W3C home > Mailing lists > Public > public-lod@w3.org > June 2011

Re: Think before you write Semantic Web crawlers

From: Henry Story <henry.story@bblfish.net>
Date: Thu, 23 Jun 2011 00:26:06 +0200
Cc: Richard Cyganiak <richard@cyganiak.de>, Martin Hepp <martin.hepp@ebusiness-unibw.org>, public-lod@w3.org
Message-Id: <24B905FC-D454-4C8D-8415-F41A87DAE343@bblfish.net>
To: Alexandre Passant <alexandre.passant@deri.org>

On 23 Jun 2011, at 00:11, Alexandre Passant wrote:

> On 22 Jun 2011, at 22:49, Richard Cyganiak wrote:
>> On 21 Jun 2011, at 10:44, Martin Hepp wrote:
>>> PS: I will not release the IP ranges from which the trouble originated, but rest assured, there were top research institutions among them.
>> The right answer is: name and shame. That is the way to teach them.
> You may have find the right word: teach.
> We've (as academic) given tutorials on how to publish and consume LOD, lots of things about best practices for publishing, but not much about consuming.
> Why not simply coming with reasonable guidelines for this, that should also be taught in institutes / universities where people use LOD, and in tutorials given in various conferences.

That is of course a good idea. But longer term you don't want to teach that way. It's too time consuming. You need the machines to do the teaching. 

Think about Facebook. How did 500 million people go to use it? Because they were introduced by friends, by using it, but not by doing tutorials and going to courses. The system itself teaches people how to use it. 

So the same way, if you want to teach people linked data, get the social web going and they will learn the rest by themselves. If you want to teach crawlers to behave, make bad behaviour uninteresting. Create a game and rules where good behaviour are rewarded and bad behaviour has the opposite effect.

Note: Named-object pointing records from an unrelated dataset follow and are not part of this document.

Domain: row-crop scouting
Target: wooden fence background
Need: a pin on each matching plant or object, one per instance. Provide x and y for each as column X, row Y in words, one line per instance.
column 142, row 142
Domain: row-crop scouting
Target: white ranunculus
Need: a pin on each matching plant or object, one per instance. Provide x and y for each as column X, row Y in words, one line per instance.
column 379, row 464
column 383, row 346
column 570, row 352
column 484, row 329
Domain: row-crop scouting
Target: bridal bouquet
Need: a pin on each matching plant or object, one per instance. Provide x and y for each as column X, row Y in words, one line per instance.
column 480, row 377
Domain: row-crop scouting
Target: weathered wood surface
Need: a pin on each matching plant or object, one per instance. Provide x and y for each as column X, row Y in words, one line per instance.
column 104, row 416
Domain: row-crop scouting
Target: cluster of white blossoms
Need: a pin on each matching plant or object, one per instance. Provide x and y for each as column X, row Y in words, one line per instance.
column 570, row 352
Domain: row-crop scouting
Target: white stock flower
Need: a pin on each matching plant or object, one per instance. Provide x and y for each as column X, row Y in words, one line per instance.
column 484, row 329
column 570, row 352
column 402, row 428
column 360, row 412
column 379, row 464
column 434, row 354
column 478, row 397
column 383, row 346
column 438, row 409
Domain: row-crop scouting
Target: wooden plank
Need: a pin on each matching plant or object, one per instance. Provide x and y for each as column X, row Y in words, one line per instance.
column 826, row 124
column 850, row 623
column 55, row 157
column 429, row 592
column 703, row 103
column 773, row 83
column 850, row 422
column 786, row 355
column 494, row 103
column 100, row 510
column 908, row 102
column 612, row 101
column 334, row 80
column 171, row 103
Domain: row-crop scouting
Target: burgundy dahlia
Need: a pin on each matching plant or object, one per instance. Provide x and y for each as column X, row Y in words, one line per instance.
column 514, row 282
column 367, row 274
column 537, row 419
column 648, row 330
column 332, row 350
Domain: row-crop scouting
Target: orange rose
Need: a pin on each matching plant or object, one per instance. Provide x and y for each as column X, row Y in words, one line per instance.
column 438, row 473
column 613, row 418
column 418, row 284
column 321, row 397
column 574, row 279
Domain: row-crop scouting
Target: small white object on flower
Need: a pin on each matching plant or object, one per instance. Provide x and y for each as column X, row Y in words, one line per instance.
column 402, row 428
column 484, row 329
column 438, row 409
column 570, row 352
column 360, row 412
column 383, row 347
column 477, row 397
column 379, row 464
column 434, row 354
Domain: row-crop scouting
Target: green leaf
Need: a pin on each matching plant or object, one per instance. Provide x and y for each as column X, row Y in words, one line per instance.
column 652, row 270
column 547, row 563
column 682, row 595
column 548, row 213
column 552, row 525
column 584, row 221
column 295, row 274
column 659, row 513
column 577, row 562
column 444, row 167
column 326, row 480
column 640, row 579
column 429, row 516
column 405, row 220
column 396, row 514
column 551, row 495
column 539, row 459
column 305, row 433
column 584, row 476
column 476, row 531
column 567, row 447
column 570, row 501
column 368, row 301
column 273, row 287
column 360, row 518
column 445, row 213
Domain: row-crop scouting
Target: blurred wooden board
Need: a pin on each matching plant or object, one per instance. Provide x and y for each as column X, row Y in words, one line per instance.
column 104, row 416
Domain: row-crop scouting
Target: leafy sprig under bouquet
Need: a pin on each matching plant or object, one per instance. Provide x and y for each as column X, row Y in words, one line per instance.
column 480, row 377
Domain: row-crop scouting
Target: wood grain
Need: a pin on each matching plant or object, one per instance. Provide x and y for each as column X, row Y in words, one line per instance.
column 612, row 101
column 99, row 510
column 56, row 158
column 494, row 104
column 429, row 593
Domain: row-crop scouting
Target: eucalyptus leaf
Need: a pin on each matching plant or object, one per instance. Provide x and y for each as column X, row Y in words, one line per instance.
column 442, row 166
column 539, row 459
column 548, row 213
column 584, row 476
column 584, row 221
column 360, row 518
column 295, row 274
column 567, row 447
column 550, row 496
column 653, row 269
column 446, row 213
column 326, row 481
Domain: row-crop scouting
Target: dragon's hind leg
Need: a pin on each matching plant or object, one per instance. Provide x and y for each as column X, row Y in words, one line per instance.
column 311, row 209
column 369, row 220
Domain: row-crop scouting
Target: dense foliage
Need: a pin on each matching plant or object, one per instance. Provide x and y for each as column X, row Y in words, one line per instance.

This is why I think using WebID can help. You can use the information to build lists and rankings of good and bad crawlers, people with good crawlers get to present papers and crawling confs, bad crawlers get throttled out of crawling.  Make it so that the system can grow beyond academic and teaching settings, into the world of billions of users spread across the world, living in different political institutions and speaking different languages. We have had good crawling practices since the beginning of the web, but you need to make them evident and self teaching.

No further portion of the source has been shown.